Posted on 11/07/2013 9:14:41 PM PST by Olog-hai
The United States Supreme Court heard oral arguments Wednesday in a case examining whether sectarian prayer should be allowed at government meetings.
The Supreme Court began the days session with its traditional opening, God save the United States and this honorable court. The irony of the high court hearing a public prayer complaint after its own mention of God was not lost on the justices.
Atheists sued the town of Greece, N.Y. for its practice of opening its town council meetings with mostly Christian prayers, and asking everyone to rise for those prayers. A federal appeals court sided with the plaintiffs, who insisted that any prayers said at council meetings must be nondenominational and inclusive, and the town then appealed to the Supreme Court.
(Excerpt) Read more at cnsnews.com ...
Dear God.
Based on the questions asked by the Justices....one gets the sense that they didn’t think this was a make-or-break episode with great implications. At one point....some Justice asked if they could just run a non-denominational type prayer....avoiding the phrase “fair-and-balanced” but hinting that strongly. The lawyers didn’t say much to that idea.
Personally, there’s a thousand things wrong with city or county council meetings these days, and this doesn’t rank in the top ten thousand issues. For these two folks who pressed on the case....they really didn’t have much of a life and got awful attached to the entertainment value of the council meetings.

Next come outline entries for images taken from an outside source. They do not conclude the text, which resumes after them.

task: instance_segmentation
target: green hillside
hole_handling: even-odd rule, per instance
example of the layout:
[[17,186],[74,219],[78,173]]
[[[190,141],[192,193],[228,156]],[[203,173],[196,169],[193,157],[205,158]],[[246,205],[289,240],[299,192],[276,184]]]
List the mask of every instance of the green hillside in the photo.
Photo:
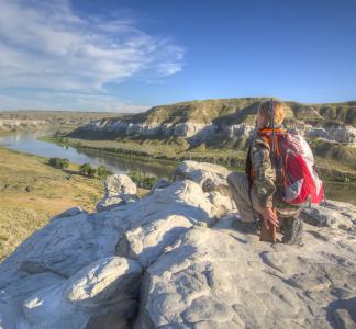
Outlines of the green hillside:
[[[259,104],[269,98],[241,98],[189,101],[170,105],[154,106],[151,110],[125,115],[122,120],[131,123],[241,123],[253,122]],[[356,101],[344,103],[302,104],[285,102],[288,118],[308,122],[335,122],[356,126]],[[114,117],[112,117],[114,120]]]

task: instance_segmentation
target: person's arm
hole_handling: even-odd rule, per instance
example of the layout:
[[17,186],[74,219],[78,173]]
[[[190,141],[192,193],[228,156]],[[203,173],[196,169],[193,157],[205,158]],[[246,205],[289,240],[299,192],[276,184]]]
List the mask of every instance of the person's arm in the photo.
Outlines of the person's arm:
[[254,170],[254,185],[257,202],[267,228],[269,224],[278,226],[276,212],[272,209],[272,197],[276,192],[276,172],[269,158],[269,145],[262,139],[255,139],[252,146],[252,166]]

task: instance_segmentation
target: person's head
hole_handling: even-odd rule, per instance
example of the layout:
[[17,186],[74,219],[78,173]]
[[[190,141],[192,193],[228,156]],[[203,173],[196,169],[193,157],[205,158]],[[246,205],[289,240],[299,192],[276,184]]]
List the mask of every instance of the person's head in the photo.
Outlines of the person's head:
[[[285,120],[285,104],[274,100],[275,110],[275,125],[280,125]],[[271,127],[271,101],[267,101],[260,104],[257,116],[256,126],[258,129]]]

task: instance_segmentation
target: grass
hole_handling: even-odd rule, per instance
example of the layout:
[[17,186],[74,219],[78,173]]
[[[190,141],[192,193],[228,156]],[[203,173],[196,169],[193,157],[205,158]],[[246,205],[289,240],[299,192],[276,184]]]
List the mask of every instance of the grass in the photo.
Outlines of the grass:
[[67,208],[88,212],[103,196],[103,182],[65,172],[46,159],[0,148],[0,260],[48,218]]
[[[93,212],[103,180],[47,164],[48,159],[0,147],[0,261],[48,219],[74,206]],[[137,189],[138,197],[148,190]]]

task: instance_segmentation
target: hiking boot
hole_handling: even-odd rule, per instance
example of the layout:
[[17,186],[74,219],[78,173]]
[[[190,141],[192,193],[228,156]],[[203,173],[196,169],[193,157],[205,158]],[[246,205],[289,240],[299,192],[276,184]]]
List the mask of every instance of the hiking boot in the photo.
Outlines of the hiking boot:
[[281,220],[280,232],[282,242],[287,245],[302,245],[303,222],[298,217],[286,217]]
[[233,227],[243,232],[257,232],[258,226],[256,222],[243,222],[243,220],[235,220],[233,223]]

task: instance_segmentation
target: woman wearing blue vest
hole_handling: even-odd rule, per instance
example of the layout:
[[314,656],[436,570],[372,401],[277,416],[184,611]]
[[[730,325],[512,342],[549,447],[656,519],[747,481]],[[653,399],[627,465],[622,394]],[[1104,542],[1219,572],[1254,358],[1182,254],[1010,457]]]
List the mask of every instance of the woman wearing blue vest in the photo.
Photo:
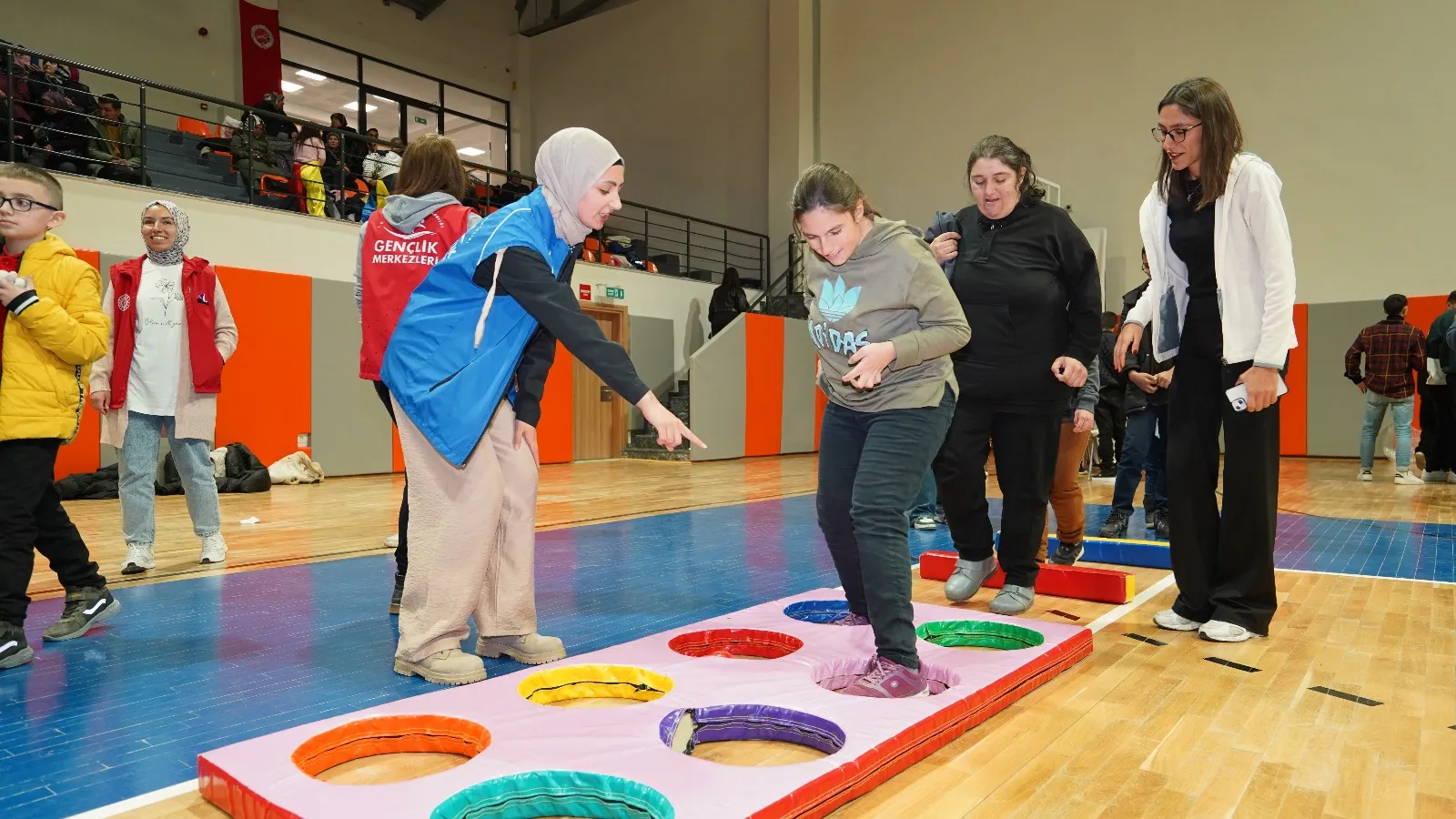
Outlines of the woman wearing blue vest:
[[[536,634],[536,424],[558,340],[642,411],[662,446],[703,446],[571,290],[582,240],[622,208],[623,173],[600,134],[553,134],[536,154],[540,185],[462,236],[395,328],[380,375],[409,472],[397,673],[463,685],[485,679],[482,656],[566,656]],[[475,654],[460,650],[470,616]]]

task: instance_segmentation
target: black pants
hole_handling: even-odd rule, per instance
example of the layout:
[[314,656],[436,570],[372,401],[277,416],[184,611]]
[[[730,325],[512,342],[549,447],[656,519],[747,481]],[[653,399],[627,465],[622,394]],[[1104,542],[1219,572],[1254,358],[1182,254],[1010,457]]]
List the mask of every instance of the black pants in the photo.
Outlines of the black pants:
[[35,552],[66,589],[102,587],[106,579],[86,551],[55,491],[57,439],[0,442],[0,621],[25,625]]
[[[1219,306],[1188,303],[1168,396],[1168,513],[1174,611],[1268,634],[1277,608],[1278,404],[1236,412],[1224,391],[1252,364],[1224,364]],[[1223,513],[1219,513],[1219,430]]]
[[858,412],[824,408],[818,523],[849,611],[869,618],[881,657],[919,669],[910,606],[910,520],[920,478],[945,439],[955,396],[939,407]]
[[[389,388],[384,382],[374,382],[374,392],[384,402],[389,420],[395,421],[395,404],[389,399]],[[399,545],[395,546],[395,574],[403,577],[409,570],[409,474],[405,474],[405,497],[399,498]]]
[[984,399],[961,393],[951,431],[935,459],[935,479],[955,551],[962,560],[986,560],[994,545],[986,501],[986,458],[994,443],[996,481],[1002,490],[1000,567],[1012,586],[1037,584],[1037,549],[1047,526],[1063,415],[1066,410],[1000,412]]

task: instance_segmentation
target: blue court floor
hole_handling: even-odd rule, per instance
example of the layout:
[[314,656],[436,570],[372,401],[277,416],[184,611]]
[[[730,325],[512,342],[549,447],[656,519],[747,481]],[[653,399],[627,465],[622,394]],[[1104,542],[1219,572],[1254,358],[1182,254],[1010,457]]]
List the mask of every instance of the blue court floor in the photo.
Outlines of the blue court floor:
[[[1453,542],[1449,525],[1284,514],[1277,564],[1456,581]],[[951,548],[943,528],[910,545]],[[572,654],[839,586],[812,497],[543,532],[536,565],[542,631]],[[111,804],[197,777],[199,752],[432,691],[392,670],[392,574],[376,555],[124,587],[116,619],[61,644],[41,630],[63,602],[33,603],[35,662],[0,672],[0,816]]]

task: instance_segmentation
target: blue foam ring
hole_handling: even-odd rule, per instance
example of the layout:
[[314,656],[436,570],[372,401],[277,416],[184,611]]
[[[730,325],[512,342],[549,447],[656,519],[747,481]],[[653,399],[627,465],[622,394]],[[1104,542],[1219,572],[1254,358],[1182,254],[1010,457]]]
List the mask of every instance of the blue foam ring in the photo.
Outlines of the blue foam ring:
[[783,614],[804,622],[833,624],[849,614],[849,602],[799,600],[783,606]]
[[603,774],[530,771],[470,785],[441,802],[430,819],[674,819],[661,793]]

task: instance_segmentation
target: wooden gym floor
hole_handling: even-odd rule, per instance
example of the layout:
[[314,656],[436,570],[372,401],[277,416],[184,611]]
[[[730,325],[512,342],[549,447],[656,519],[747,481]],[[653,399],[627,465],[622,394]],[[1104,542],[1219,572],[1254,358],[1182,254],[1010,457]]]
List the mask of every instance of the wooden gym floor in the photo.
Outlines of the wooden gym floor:
[[[1437,549],[1434,563],[1409,563],[1434,567],[1415,573],[1424,579],[1363,576],[1389,573],[1379,567],[1358,574],[1280,571],[1280,612],[1270,637],[1239,646],[1153,628],[1152,614],[1176,593],[1162,570],[1134,570],[1140,595],[1127,606],[1041,596],[1026,616],[1079,618],[1096,630],[1093,654],[834,816],[1456,816],[1456,577],[1447,576],[1453,532],[1440,526],[1456,523],[1456,485],[1395,487],[1388,465],[1377,468],[1379,482],[1358,484],[1354,471],[1347,461],[1283,463],[1281,510],[1290,526],[1281,522],[1280,564],[1305,557],[1286,560],[1287,532],[1297,538],[1299,530],[1348,525],[1340,530],[1373,532],[1350,535],[1351,544],[1382,554],[1390,552],[1392,538],[1439,541],[1427,546]],[[549,466],[542,472],[540,525],[645,523],[668,512],[791,498],[782,501],[783,514],[807,516],[796,522],[807,532],[812,506],[794,495],[812,493],[814,477],[812,456]],[[1099,504],[1109,494],[1111,482],[1086,485],[1089,525],[1105,517]],[[181,498],[159,498],[159,568],[140,581],[115,571],[124,554],[116,503],[70,509],[121,595],[127,586],[159,580],[384,554],[381,539],[393,530],[397,497],[393,478],[224,495],[232,551],[226,568],[208,571],[194,563],[197,539]],[[760,507],[743,509],[751,516]],[[259,523],[239,525],[250,516]],[[1390,526],[1402,522],[1415,525]],[[943,529],[913,538],[917,551],[948,545]],[[1369,564],[1335,557],[1338,565]],[[54,596],[55,580],[44,565],[32,589]],[[990,595],[968,605],[984,609]],[[919,577],[914,596],[945,603],[939,584]],[[131,609],[124,616],[144,615]],[[1318,686],[1364,702],[1313,691]],[[307,718],[294,724],[301,721]],[[713,753],[719,762],[750,765],[804,758],[767,743]],[[349,764],[328,778],[411,778],[453,764],[405,756]],[[96,815],[223,816],[191,785],[173,790],[181,793]]]

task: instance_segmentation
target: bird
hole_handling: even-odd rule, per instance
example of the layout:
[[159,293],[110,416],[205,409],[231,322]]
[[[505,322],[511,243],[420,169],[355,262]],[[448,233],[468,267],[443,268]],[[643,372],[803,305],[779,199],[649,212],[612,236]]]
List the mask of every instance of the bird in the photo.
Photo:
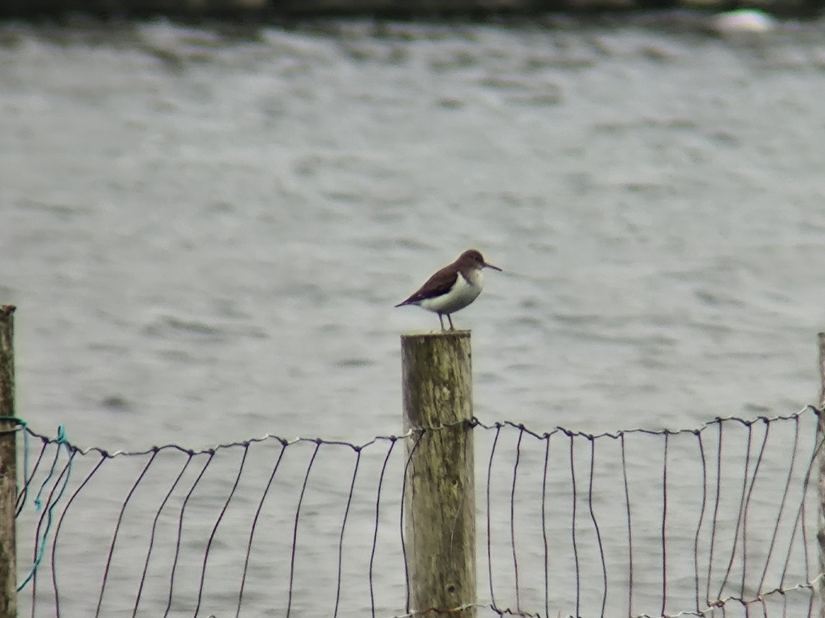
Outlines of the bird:
[[444,316],[447,316],[450,330],[455,330],[450,314],[464,309],[478,297],[484,285],[482,269],[488,268],[501,271],[497,266],[484,261],[481,252],[468,249],[452,264],[433,274],[417,292],[395,307],[417,305],[422,309],[438,314],[438,321],[444,328]]

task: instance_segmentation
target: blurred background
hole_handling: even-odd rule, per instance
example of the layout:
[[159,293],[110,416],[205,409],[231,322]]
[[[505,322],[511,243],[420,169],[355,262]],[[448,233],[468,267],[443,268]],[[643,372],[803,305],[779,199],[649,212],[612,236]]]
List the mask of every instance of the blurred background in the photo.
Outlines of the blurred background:
[[393,306],[469,247],[503,269],[454,316],[486,422],[815,402],[823,24],[719,19],[4,23],[19,415],[110,450],[400,433],[398,335],[438,321]]
[[825,322],[820,25],[7,24],[21,415],[82,444],[401,426],[393,305],[476,247],[476,414],[797,411]]

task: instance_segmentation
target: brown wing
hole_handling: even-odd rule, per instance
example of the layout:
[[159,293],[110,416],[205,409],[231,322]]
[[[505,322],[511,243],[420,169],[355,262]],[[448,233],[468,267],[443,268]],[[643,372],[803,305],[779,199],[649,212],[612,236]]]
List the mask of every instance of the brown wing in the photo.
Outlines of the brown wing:
[[435,298],[436,297],[441,296],[442,294],[446,294],[455,283],[455,279],[458,276],[459,274],[457,271],[451,269],[450,266],[446,266],[428,279],[427,283],[425,283],[417,292],[412,294],[412,296],[403,302],[399,302],[395,307],[414,305],[423,300],[427,300],[427,298]]

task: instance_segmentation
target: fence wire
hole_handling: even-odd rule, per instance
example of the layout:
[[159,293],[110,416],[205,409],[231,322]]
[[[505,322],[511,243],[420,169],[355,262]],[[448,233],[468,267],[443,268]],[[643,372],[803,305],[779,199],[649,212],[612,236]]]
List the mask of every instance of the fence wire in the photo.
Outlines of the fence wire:
[[[478,615],[818,615],[819,414],[598,435],[474,419]],[[402,522],[420,433],[133,452],[21,433],[21,616],[420,615]]]

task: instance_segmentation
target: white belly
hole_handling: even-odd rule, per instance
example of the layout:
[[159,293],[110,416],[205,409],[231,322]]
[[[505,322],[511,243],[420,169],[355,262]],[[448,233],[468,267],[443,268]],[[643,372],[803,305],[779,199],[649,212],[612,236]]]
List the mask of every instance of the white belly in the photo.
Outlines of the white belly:
[[459,274],[455,285],[450,292],[436,298],[422,301],[420,306],[435,313],[453,313],[464,309],[478,297],[483,285],[484,280],[480,271],[473,279],[471,283]]

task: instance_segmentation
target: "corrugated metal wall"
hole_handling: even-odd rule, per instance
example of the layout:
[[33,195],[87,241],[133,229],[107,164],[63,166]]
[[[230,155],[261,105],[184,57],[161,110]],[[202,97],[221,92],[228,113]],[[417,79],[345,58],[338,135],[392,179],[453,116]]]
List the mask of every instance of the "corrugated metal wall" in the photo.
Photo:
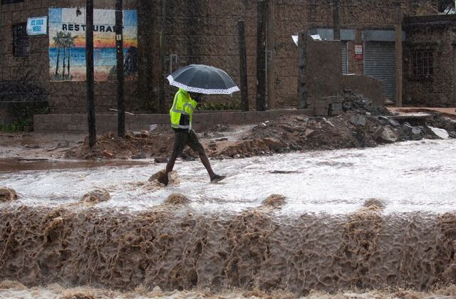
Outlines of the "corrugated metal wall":
[[364,74],[383,81],[385,96],[395,98],[394,43],[367,41],[364,44]]
[[348,43],[342,44],[342,73],[346,74],[348,72],[348,60],[347,59]]

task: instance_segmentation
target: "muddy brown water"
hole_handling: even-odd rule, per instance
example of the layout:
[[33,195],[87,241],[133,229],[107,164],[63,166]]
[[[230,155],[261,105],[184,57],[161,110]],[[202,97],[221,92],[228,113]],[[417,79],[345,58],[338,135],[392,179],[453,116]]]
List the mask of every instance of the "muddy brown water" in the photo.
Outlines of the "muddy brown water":
[[357,288],[429,291],[456,283],[456,213],[198,213],[162,204],[130,213],[0,208],[0,280],[131,290]]
[[48,159],[24,159],[20,158],[0,159],[0,172],[16,172],[27,170],[66,169],[76,168],[94,168],[103,166],[144,165],[147,162],[138,160],[56,160]]

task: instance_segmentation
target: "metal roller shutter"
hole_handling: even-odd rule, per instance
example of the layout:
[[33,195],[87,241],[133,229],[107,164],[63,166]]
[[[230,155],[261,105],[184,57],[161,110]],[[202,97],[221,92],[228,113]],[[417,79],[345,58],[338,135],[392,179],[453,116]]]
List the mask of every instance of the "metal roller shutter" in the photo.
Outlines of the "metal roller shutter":
[[364,74],[381,80],[385,96],[395,98],[395,59],[394,43],[368,41],[364,46]]
[[342,44],[342,73],[348,73],[348,61],[347,59],[347,43]]

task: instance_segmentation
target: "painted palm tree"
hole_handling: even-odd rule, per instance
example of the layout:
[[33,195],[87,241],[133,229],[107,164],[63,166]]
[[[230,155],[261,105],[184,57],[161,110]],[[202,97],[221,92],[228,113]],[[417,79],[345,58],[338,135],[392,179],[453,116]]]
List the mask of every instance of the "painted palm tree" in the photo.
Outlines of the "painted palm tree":
[[71,36],[71,33],[68,33],[65,35],[66,46],[68,48],[68,63],[66,65],[68,70],[68,73],[66,75],[68,79],[70,78],[70,61],[71,60],[71,48],[74,48],[74,41],[78,38],[78,36]]
[[57,35],[53,38],[54,41],[54,47],[57,47],[57,63],[56,65],[56,77],[58,75],[58,64],[60,63],[60,49],[63,46],[64,42],[64,36],[65,33],[63,32],[60,31],[57,33]]

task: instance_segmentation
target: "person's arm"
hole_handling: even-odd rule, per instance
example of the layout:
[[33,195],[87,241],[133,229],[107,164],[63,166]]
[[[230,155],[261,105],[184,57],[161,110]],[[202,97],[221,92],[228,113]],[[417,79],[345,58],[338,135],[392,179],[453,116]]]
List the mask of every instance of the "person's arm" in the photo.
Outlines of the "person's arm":
[[190,100],[184,104],[184,111],[189,115],[192,115],[193,113],[193,110],[195,110],[197,105],[198,102],[190,98]]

Before the 1980s....you could run a city council meeting in most towns of 10,000 residents, and there’d never be more than six to eight people in the audience. After cable TV started to air these and folks suddenly realized lots of issues to press at these meetings....the value of the meetings went downhill. Today, it’s most arguments and special agenda settings for any city in the US to run a council meeting.
Indeed.
That`s absurd.
I think I am more sick of atheists than I am of homosexuals. Wish they would all move to Cuba.